Ernesto Franco oder Ernesto Ferrero?
"Monopol. Oder Mangel an Freiheit", gibt der Autor Mario Fortunato in der FAZ dem Schreckgespenst einen Namen. Fünfzig Schriftsteller, darunter Umberto Eco, haben mit einem offenen Brief in italienischen Tageszeitungen gegen die geplante Übernahme der Verlagsgruppe RCS durch die Gruppe Mondadori protestiert. Letztere werde von Berlusconis Tochter Marina geführt, erklärt wiederum Thomas Steinfeld in der SZ.
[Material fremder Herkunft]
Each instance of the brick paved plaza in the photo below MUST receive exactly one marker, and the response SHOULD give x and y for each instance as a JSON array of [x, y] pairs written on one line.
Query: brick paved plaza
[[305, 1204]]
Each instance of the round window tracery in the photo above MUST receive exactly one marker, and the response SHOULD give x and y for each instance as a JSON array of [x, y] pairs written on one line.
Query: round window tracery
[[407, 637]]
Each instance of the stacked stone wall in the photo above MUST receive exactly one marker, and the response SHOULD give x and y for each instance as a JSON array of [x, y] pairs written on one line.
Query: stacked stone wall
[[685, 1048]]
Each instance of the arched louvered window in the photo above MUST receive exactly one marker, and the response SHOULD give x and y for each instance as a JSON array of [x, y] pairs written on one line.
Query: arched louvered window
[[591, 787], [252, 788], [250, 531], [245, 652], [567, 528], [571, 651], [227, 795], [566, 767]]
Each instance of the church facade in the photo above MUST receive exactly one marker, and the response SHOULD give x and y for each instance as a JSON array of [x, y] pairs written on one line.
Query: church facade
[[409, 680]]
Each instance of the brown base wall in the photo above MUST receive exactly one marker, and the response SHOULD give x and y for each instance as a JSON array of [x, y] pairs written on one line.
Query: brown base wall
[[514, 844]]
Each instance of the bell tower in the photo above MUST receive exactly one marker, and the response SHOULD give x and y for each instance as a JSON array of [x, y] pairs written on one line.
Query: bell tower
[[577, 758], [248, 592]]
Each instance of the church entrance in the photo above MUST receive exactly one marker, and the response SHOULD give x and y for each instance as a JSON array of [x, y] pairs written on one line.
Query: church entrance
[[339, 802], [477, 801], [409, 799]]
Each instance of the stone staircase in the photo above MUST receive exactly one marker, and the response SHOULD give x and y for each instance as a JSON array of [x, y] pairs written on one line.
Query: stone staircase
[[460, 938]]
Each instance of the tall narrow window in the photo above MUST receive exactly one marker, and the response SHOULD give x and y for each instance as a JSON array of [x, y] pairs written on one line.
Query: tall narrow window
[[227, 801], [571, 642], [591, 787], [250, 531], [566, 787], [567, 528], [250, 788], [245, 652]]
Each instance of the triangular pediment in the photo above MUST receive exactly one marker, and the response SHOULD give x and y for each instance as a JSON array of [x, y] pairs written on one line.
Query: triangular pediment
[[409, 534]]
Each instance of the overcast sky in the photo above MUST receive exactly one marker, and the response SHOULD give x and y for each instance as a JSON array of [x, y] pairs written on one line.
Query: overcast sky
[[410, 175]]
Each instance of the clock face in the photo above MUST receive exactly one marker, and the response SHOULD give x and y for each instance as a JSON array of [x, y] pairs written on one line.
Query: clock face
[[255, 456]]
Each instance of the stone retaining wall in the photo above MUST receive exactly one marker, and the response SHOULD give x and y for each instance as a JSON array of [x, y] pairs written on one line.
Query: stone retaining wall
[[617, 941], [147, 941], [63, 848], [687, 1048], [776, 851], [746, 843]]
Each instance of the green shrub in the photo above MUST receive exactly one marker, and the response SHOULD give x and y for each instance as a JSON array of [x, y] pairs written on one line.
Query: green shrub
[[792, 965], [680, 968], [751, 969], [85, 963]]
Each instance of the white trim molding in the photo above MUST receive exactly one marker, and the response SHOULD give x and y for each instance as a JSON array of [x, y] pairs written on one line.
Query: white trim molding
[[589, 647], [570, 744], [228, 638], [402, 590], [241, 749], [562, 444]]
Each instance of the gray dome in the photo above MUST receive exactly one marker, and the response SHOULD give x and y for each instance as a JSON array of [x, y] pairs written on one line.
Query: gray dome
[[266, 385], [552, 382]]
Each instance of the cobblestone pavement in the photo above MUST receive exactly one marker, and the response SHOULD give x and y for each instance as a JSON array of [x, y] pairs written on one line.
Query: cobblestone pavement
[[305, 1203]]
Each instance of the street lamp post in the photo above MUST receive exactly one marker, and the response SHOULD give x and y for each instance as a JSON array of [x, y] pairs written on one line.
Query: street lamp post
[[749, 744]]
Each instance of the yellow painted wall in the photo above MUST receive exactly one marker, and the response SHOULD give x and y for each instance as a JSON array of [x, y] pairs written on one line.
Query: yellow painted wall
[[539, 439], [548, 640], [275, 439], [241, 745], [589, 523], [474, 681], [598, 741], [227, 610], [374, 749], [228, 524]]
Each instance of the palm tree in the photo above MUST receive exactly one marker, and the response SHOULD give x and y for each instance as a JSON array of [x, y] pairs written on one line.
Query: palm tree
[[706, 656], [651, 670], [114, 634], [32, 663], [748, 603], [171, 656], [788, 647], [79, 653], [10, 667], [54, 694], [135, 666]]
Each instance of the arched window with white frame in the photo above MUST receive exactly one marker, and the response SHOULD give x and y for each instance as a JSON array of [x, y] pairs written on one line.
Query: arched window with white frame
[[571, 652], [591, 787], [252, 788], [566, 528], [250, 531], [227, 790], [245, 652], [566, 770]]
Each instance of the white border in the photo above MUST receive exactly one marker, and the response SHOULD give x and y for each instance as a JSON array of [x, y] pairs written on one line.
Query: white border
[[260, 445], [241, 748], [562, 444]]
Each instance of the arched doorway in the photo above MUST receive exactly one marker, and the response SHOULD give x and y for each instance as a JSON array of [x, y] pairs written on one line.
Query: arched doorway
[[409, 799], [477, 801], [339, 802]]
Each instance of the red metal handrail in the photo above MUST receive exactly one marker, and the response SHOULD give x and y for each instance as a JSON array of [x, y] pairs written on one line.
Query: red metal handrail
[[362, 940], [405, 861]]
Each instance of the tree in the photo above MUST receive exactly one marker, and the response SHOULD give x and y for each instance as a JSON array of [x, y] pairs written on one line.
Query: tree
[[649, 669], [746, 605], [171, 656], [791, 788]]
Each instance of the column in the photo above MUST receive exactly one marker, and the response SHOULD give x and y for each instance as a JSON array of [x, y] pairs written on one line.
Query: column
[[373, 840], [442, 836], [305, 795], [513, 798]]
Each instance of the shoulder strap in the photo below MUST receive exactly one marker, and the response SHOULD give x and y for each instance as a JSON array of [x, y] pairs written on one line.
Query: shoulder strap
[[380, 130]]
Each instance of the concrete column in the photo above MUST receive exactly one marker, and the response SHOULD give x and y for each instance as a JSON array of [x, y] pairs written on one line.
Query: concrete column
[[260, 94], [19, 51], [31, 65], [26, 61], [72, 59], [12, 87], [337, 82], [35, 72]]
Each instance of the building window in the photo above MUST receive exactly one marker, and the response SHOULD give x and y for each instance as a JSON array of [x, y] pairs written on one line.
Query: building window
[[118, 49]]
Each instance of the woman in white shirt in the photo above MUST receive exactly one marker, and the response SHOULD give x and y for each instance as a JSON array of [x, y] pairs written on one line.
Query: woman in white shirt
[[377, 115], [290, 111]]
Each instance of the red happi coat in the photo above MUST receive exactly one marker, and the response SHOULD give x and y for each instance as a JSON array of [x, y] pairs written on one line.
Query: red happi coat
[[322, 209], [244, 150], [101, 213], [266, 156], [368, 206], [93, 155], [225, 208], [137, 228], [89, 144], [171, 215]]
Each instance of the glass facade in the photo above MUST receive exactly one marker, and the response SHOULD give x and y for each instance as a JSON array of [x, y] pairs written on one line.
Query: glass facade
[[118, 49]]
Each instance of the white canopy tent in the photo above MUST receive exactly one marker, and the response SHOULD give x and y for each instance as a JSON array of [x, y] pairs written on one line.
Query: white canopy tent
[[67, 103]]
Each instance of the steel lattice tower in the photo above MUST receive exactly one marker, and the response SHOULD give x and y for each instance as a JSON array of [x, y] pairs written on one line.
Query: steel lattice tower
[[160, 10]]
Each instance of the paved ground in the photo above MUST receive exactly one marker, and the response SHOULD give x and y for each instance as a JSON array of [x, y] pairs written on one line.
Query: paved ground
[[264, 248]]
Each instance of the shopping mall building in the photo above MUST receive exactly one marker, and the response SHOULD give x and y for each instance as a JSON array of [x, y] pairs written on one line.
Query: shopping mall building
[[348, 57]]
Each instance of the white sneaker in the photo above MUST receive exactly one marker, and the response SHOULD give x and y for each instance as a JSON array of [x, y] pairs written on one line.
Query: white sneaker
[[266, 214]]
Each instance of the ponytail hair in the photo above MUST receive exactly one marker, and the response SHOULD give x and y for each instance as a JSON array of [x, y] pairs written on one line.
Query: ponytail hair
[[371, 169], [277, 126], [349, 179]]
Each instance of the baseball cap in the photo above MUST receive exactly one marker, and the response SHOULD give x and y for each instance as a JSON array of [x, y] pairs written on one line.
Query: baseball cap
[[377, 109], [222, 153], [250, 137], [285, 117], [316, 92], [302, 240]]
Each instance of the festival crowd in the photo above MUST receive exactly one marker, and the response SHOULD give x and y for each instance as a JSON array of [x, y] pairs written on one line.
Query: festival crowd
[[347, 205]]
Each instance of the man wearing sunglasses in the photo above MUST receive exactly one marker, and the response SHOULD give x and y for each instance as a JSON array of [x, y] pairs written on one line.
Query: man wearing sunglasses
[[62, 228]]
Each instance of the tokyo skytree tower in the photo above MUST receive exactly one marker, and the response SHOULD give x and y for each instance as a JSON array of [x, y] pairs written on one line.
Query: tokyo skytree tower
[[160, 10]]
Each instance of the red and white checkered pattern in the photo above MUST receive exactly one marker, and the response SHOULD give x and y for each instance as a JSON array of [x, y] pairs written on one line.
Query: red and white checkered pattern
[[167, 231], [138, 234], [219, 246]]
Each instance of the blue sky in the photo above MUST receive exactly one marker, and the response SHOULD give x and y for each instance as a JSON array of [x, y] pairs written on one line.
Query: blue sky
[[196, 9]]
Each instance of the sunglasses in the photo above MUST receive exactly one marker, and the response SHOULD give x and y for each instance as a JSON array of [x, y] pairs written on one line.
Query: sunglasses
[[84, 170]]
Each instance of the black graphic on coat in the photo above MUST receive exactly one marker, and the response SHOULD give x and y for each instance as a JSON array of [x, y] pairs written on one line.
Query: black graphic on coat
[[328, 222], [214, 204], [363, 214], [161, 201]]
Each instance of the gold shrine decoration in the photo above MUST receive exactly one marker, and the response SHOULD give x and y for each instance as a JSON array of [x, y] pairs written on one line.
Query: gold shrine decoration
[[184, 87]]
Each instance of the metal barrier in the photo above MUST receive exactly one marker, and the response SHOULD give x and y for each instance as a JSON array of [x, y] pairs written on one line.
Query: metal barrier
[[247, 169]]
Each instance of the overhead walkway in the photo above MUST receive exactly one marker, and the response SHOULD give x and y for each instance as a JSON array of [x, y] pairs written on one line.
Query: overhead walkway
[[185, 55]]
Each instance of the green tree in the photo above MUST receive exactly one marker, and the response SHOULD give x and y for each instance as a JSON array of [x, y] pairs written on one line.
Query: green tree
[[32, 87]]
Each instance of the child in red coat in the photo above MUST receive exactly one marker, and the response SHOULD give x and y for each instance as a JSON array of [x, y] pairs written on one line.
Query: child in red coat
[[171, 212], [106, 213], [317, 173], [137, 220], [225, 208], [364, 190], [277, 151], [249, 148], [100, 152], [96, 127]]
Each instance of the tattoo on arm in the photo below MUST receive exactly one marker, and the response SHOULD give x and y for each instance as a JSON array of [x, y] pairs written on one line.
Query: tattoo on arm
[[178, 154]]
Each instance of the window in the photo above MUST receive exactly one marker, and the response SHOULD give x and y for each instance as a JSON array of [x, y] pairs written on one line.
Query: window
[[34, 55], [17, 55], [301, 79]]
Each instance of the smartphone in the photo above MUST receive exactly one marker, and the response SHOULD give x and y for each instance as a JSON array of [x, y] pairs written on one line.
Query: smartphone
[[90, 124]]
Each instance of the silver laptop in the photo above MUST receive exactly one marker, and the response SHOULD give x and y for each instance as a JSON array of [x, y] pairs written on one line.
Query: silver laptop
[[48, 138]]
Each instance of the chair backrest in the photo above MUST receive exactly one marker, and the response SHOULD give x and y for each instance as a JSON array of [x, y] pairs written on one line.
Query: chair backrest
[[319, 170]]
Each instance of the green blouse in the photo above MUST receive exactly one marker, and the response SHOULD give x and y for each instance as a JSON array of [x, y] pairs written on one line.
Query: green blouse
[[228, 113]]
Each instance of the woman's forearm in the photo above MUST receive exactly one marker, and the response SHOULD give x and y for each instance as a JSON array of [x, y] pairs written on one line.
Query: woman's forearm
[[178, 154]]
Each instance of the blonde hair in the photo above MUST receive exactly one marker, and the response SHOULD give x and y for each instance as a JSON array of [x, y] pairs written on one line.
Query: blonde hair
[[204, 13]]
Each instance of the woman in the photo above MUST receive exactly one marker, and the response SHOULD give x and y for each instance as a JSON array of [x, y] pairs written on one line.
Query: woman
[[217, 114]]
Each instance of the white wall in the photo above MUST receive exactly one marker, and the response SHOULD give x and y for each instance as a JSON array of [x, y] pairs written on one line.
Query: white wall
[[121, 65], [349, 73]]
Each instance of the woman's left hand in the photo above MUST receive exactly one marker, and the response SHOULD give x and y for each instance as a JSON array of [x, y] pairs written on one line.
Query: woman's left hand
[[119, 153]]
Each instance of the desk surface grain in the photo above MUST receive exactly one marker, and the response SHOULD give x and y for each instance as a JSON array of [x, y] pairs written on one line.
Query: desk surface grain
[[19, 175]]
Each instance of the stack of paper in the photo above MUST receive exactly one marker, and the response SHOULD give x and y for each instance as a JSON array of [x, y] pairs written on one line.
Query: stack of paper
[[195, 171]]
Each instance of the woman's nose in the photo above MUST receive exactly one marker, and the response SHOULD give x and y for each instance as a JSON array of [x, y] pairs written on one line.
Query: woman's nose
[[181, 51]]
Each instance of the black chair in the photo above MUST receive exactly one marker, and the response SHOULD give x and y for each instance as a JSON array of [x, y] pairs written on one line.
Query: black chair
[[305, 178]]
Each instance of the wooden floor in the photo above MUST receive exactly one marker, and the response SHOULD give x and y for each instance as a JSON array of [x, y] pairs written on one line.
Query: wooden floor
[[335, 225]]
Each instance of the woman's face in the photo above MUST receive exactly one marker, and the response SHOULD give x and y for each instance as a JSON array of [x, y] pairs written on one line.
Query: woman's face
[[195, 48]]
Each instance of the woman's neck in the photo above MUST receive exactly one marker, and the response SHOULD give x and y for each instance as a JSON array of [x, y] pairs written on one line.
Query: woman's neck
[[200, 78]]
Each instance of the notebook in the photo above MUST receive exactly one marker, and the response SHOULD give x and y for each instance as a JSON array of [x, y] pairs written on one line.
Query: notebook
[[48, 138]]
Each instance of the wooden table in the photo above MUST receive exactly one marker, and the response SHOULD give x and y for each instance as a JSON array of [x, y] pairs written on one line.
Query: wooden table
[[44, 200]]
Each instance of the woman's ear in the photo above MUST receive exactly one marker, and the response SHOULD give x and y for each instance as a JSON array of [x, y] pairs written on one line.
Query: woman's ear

Dann wird's kurios: Die Zeitung "La Repubblica" habe ein Telefoninterview mit Ernesto Franco, dem Geschäftsführer von Einaudi, einem zur Berlusconi-Gruppe gehörigen Verlag, veröffentlicht, in dem Franco sich seltsamer Weise gegen die Übernahme ausgesprochen habe. In den Worten von Thomas Steinfeld: "Noch während man sich verblüfft die Augen rieb, kam die Korrekturmeldung: Der Interviewer hatte sich in seinem Telefonbuch verirrt und nicht Ernesto Franco, sondern Ernesto Ferrero angerufen", den Chef der Turiner Buchmesse.